One interim solution in this scenario is to create a custom Ubuntu 22.04 image with the following setting preconfigured in /etc/vmware-tools/tools.conf file.

[deployPkg]
wait-cloudinit-timeout=0

This adjustment will help ensure that the issue no longer disrupts the provisioning of new Kubernetes nodes on the affected Ubuntu 22.04 cloud images running on VMware Cloud Director provider.

For additional details and discussions related to this issue, you can refer to the following GitHub issues:

Oidc refresh tokens are invalidated when the same user/client id pair is authenticated multiple times

Problem

For oidc authentication to user cluster there is always the same issuer used.

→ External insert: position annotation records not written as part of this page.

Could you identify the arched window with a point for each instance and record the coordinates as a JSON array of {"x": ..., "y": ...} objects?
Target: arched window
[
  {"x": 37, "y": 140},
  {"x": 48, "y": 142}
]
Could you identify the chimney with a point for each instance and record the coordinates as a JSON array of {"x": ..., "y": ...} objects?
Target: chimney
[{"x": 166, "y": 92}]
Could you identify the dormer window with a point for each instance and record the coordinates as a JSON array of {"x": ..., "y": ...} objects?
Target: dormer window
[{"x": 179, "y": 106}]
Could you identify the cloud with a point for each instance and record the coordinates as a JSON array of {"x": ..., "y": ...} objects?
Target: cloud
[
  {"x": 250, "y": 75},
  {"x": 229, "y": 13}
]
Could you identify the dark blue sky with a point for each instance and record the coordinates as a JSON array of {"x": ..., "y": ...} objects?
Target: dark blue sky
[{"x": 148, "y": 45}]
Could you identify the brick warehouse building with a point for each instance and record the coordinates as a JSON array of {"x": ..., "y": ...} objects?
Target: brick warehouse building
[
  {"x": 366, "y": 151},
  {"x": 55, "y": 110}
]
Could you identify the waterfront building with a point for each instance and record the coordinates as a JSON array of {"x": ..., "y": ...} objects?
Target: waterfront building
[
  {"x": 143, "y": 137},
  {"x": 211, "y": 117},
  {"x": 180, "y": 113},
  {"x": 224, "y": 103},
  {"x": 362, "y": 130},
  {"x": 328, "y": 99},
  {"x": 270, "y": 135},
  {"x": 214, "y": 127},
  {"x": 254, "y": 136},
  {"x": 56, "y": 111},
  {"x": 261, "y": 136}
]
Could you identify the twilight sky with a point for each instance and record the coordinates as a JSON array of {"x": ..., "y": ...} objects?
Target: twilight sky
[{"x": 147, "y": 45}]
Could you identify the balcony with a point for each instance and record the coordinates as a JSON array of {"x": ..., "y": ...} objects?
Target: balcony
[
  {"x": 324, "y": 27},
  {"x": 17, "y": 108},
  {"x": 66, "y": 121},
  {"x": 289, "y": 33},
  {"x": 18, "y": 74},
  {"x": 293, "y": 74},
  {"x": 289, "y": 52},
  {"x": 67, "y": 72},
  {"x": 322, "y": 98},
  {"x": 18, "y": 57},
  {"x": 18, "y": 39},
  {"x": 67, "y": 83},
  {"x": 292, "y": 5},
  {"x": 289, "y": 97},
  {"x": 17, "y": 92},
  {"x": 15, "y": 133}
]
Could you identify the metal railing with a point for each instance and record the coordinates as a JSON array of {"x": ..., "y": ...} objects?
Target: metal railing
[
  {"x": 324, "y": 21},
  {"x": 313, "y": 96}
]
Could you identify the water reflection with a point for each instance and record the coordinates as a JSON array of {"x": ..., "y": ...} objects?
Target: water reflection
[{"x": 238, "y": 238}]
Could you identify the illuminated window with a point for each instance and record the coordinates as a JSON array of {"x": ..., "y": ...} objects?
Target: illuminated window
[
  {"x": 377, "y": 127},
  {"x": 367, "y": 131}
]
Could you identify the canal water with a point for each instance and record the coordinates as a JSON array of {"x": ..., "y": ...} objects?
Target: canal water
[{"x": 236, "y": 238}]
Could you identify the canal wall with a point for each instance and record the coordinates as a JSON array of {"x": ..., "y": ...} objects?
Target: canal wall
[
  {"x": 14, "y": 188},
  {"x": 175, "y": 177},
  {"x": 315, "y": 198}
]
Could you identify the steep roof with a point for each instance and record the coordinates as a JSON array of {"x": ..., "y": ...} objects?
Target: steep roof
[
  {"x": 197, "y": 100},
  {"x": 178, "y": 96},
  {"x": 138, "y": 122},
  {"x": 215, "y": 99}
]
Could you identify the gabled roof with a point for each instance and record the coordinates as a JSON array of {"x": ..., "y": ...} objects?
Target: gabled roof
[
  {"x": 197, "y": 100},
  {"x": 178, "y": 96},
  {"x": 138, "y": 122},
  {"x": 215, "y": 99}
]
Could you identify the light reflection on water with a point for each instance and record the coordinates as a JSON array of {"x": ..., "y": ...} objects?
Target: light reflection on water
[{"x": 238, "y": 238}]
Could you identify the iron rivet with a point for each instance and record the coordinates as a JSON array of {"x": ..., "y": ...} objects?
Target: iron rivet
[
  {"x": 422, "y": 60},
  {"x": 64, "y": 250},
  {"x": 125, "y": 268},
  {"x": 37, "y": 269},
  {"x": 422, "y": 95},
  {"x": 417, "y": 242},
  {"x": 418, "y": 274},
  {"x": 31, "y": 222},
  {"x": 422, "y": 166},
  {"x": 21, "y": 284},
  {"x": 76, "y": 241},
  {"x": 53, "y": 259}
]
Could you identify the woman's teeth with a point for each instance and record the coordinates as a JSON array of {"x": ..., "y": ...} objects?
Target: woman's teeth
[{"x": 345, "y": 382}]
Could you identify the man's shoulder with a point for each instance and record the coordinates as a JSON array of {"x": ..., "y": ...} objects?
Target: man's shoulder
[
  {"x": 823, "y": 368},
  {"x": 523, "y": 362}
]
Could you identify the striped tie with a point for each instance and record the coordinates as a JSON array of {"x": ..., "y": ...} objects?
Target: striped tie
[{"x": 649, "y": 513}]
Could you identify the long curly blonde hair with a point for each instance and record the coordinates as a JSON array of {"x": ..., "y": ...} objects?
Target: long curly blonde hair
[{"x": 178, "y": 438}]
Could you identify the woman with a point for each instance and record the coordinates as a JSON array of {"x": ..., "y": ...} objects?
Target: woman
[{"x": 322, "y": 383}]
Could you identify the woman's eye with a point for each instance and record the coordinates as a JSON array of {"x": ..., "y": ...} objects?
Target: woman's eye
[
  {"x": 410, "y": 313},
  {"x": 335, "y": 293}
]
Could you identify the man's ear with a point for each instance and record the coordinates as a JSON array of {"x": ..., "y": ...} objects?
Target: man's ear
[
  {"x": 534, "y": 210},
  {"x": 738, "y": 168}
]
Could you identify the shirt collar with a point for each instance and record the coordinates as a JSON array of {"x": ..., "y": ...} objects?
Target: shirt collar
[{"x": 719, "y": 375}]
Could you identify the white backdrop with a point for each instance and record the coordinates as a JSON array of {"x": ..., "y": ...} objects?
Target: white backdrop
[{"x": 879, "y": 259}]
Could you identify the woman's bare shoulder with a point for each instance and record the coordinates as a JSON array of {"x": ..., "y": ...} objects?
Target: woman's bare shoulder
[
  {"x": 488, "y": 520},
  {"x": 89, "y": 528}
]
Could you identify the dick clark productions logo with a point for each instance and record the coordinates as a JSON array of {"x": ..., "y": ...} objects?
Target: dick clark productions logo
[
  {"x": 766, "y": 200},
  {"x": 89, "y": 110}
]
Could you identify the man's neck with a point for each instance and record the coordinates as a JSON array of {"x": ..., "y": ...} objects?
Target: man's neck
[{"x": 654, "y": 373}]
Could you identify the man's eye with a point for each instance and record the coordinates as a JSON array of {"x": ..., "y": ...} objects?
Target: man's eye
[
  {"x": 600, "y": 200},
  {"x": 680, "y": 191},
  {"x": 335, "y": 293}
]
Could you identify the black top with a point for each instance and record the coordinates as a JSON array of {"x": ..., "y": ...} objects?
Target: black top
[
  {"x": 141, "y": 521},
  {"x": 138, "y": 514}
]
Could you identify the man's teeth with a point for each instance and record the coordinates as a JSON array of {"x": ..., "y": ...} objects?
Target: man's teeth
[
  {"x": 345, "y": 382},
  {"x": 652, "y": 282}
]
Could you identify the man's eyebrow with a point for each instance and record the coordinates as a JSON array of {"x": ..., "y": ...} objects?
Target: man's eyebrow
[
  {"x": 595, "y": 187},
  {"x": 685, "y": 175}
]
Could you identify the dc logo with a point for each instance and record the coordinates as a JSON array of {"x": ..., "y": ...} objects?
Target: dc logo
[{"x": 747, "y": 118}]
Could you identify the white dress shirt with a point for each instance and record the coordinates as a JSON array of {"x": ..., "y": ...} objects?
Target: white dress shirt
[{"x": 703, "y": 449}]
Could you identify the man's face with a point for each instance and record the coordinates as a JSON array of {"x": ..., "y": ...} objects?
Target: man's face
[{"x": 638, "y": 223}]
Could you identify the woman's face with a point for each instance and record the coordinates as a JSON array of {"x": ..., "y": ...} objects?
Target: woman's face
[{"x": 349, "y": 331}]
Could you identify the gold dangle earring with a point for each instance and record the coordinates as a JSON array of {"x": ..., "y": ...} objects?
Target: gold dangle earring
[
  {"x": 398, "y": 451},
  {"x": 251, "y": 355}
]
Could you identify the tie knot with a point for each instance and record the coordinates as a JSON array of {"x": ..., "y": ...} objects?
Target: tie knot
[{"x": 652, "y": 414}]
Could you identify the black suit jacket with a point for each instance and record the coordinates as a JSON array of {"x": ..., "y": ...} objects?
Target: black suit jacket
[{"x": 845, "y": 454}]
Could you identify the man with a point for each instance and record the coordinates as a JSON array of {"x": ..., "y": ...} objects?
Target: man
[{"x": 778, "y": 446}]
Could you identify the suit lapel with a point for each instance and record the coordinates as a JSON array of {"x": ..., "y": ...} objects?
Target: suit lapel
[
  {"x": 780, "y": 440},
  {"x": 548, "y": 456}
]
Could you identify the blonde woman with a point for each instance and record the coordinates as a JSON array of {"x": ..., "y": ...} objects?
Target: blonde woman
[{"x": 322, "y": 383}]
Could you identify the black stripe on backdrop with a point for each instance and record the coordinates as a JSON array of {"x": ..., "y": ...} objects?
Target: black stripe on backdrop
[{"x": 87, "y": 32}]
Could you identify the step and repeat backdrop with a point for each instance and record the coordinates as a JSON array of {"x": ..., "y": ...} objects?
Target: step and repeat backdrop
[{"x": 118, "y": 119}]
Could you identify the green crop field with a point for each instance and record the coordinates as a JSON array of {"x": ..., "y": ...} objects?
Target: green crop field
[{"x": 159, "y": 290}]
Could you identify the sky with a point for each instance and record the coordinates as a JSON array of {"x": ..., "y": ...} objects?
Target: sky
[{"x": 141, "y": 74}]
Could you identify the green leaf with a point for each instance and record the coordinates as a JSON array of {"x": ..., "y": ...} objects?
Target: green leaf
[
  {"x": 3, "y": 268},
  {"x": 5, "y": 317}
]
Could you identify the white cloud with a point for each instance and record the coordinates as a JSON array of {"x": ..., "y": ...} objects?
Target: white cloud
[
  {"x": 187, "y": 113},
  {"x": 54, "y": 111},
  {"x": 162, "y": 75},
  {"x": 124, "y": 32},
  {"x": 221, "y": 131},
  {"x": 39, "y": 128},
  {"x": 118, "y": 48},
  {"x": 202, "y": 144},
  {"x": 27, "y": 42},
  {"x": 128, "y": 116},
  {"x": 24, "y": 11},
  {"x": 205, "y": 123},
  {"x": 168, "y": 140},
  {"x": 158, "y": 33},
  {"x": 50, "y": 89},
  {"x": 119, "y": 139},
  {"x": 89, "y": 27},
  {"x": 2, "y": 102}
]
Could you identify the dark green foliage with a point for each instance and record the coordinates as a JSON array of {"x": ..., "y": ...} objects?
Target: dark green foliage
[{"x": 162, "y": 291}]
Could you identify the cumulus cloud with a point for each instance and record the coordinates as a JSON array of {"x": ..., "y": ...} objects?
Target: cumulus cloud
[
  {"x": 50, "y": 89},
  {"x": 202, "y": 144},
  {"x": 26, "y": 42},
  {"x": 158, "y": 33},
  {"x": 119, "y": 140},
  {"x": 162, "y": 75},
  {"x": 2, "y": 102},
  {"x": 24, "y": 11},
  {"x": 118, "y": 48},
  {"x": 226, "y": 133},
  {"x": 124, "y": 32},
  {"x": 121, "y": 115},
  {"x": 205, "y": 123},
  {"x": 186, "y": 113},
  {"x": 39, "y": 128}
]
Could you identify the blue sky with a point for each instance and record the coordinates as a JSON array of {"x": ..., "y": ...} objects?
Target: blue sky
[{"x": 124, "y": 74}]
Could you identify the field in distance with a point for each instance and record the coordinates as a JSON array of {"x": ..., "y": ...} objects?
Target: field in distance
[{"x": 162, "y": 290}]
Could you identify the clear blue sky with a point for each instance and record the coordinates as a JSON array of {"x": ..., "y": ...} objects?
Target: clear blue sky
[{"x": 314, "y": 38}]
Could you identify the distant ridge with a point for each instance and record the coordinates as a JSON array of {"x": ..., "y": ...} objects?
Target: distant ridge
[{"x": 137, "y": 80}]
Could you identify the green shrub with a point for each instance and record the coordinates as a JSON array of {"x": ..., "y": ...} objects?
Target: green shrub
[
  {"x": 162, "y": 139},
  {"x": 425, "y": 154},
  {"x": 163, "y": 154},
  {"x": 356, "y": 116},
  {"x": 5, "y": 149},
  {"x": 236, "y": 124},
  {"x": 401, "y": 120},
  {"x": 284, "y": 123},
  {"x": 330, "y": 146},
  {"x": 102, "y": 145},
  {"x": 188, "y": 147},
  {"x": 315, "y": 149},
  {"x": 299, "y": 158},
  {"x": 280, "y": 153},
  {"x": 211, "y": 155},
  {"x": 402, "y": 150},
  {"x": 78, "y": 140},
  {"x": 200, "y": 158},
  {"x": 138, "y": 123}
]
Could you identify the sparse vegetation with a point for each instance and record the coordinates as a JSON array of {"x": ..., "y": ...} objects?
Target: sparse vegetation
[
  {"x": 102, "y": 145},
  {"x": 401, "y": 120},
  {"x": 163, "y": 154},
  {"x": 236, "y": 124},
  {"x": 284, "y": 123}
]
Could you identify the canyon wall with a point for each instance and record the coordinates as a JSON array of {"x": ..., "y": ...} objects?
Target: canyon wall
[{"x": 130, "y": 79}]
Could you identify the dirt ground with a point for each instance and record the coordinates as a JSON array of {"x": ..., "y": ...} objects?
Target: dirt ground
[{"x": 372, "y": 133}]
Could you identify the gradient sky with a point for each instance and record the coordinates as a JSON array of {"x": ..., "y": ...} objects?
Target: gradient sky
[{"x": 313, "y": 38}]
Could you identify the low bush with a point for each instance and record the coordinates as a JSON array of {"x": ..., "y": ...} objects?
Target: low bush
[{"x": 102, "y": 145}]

This leads to invalidation of refresh tokens when a new authentication happens with the same user because existing refresh tokens for the same user/client pair are invalidated when a new one is requested.

Root Cause

By default it is only possible to have one refresh token per user/client pair in dex for security reasons. There is an open issue regarding this in the upstream repository. The refresh token has by default also no expiration set. This is useful to stay logged in over a longer time because the id_token can be refreshed unless the refresh token is invalidated.

One example would be to download a kubeconfig of one cluster and then of another with the same user. You should only be able to use the first kubeconfig until the id_token expires because the refresh token was already invalidated by the download of the second one.

Solution

You can either change this in dex configuration by setting userIDKey to jti in the connector section or you could configure an other oidc provider which supports multiple refresh tokens per user-client pair like keycloak does by default.

dex

The following yaml snippet is an example how to configure an oidc connector to keep the refresh tokens.

    connectors:
      - id: oidc
        name: OIDC
        type: Google
        config:
          clientID: <client_id>
          clientSecret: <client_secret>
          redirectURI: https://kkp.example.com/dex/callback
          scopes:
            - openid
            - profile
            - email
            - offline_access
          # Workaround to support multiple user_id/client_id pairs concurrently
          # Configurable key for user ID look up
          # Default: id
          userIDKey: <<userIDValue>>
          # Optional: Configurable key for user name look up
          # Default: user_name
          userNameKey: <<userNameValue>>

external provider

For an explanation how to configure an other oidc provider than dex take a look at oidc-provider-configuration.

security implications regarding dex solution

For dex this has some implications. With this configuration a token is generated for each user session. The number of objects stored in kubernetes regarding refresh tokens has no limit anymore. The principle that one refresh belongs to one user/client pair is a security consideration which would be ignored in that case. The only way to revoke a refresh token is then to do it via grpc api which is not exposed by default or by manually deleting the related refreshtoken resource in the kubernetes cluster.